The tour and endowment fund can take some comfort in history, suggesting that a successful attempt by Congress to thwart the deal directly is unlikely. However, The Hill could still try to make the trade painful after a spirited public hearing or two. A change to the tour’s tax status, as envisioned in the bill introduced in the House, could cost it millions of dollars a year because it is structured as a “business league” exempt from taxes under Section 501 (c)(6) of the Internal Revenue Code.

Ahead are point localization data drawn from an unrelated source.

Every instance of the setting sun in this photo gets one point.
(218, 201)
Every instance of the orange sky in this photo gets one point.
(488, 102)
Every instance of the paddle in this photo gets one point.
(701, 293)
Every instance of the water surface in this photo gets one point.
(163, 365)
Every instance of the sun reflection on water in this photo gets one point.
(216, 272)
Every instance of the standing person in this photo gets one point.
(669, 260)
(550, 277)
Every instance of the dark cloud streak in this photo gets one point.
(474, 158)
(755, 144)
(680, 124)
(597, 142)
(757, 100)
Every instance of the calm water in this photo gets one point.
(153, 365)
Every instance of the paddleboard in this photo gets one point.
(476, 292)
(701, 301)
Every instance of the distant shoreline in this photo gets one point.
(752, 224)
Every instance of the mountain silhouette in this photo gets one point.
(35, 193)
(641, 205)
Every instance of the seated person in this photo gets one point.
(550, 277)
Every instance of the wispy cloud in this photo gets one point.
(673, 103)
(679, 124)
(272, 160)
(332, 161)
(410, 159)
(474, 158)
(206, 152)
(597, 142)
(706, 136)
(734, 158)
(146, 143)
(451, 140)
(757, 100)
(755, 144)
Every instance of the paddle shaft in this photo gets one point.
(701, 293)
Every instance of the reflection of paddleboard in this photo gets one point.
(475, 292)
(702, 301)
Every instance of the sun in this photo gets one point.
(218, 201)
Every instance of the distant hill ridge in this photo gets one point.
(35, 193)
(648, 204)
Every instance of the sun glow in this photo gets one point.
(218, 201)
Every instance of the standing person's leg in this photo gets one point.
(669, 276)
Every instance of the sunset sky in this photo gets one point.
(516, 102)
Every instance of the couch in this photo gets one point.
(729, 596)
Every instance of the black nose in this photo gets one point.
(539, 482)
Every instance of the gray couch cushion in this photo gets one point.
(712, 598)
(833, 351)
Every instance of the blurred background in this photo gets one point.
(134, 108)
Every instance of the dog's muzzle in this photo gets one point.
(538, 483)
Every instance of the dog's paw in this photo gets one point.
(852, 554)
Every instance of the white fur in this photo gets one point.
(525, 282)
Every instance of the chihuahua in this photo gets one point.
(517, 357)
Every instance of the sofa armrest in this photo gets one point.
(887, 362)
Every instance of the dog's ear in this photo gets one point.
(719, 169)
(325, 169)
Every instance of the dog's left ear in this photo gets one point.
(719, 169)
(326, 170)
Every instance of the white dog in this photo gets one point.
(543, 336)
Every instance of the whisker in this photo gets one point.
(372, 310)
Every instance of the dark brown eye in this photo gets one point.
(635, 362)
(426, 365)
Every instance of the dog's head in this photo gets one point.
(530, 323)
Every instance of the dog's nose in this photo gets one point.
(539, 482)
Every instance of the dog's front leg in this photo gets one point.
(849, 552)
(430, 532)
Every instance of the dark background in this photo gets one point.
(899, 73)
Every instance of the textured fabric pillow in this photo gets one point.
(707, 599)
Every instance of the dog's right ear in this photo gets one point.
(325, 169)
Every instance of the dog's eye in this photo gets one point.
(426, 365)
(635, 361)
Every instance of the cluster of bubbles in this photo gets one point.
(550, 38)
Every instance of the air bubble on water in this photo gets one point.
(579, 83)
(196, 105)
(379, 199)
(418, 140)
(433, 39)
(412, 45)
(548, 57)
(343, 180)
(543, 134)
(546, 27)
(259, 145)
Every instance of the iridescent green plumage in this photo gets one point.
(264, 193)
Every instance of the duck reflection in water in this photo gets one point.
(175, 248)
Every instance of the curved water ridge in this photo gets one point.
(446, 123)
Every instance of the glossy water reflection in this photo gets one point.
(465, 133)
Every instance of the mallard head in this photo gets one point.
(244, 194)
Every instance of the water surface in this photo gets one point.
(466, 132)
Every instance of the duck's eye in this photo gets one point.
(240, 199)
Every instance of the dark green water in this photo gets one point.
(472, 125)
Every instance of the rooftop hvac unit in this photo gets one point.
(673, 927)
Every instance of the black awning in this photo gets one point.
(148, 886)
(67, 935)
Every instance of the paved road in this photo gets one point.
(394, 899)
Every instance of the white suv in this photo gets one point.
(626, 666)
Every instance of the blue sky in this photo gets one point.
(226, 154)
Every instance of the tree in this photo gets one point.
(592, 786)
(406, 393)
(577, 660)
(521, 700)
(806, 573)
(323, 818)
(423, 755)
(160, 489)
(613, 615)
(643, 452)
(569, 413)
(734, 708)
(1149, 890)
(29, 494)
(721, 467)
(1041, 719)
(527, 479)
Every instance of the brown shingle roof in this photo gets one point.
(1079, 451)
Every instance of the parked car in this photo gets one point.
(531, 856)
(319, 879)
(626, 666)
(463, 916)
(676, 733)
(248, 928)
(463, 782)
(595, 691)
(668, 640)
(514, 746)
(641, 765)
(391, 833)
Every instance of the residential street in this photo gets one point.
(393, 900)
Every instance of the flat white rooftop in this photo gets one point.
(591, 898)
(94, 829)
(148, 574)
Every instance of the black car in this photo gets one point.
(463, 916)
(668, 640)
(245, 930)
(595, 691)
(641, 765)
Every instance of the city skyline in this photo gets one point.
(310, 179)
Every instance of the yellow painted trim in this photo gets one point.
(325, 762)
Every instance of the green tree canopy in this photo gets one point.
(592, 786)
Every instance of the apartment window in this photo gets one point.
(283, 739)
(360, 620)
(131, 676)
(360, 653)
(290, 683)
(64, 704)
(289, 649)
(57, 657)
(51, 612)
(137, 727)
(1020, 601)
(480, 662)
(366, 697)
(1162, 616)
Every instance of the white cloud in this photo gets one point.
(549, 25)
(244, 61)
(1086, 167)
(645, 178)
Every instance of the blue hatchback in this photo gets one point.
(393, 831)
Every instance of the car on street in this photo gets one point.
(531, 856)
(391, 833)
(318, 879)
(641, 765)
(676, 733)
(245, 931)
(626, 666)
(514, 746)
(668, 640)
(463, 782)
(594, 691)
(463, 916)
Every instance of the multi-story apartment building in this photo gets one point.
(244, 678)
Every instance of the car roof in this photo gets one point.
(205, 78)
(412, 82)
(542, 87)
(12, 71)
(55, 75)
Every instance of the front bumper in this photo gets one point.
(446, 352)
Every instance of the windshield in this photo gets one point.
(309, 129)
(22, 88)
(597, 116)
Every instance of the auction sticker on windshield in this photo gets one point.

Groups like the PGA Tour have fought legal issues related to their tax-exempt status in the past, with one last-minute attempt to end the practice for sports leagues disappearing from a 2017 tax bill at the last minute. In the past 18 months, years after the NFL and Major League Baseball relinquished their exempt status, public records show the tour has spent at least $640,000 on lobbying, much of that work related to “tax laws that affect on exempted organizations”.
As part of his investigation, Blumenthal on Monday demanded documents related to the tour’s tax-exempt status and, in his letter to the tour, questioned whether the deal would allow a foreign government to “benefit indirectly from provisions in U.S. tax laws which are intended to promote non-profit business associations.”
Oregon Democrat Senator Ron Wyden, who chairs the Senate Finance Committee, was similarly outraged that the tour had “moved itself to the top of the leaderboard in terms of the most questionable tax exemptions in professional sports.”
But Wyden has also suggested the deal should meet resistance from the Committee on Foreign Investment in the United States, a committee led by the Treasury Department that examines the national security implications of foreign investment in real estate and U.S. businesses. .
Whether there are serious national security concerns about a golf tour deal, or whether the commission will review the agreement at all, is unclear. Janet Yellen, the Treasury Secretary, said last week that it was “not immediately clear” to her that the deal concerned national security. But Wyden, who is planning a congressional investigation of his own, has expressed interest in the department’s investigation into whether the deal could “give the Saudi regime improper control or access to U.S. real estate,” most likely through the Tournament Players Club collection of the tour. golf courses.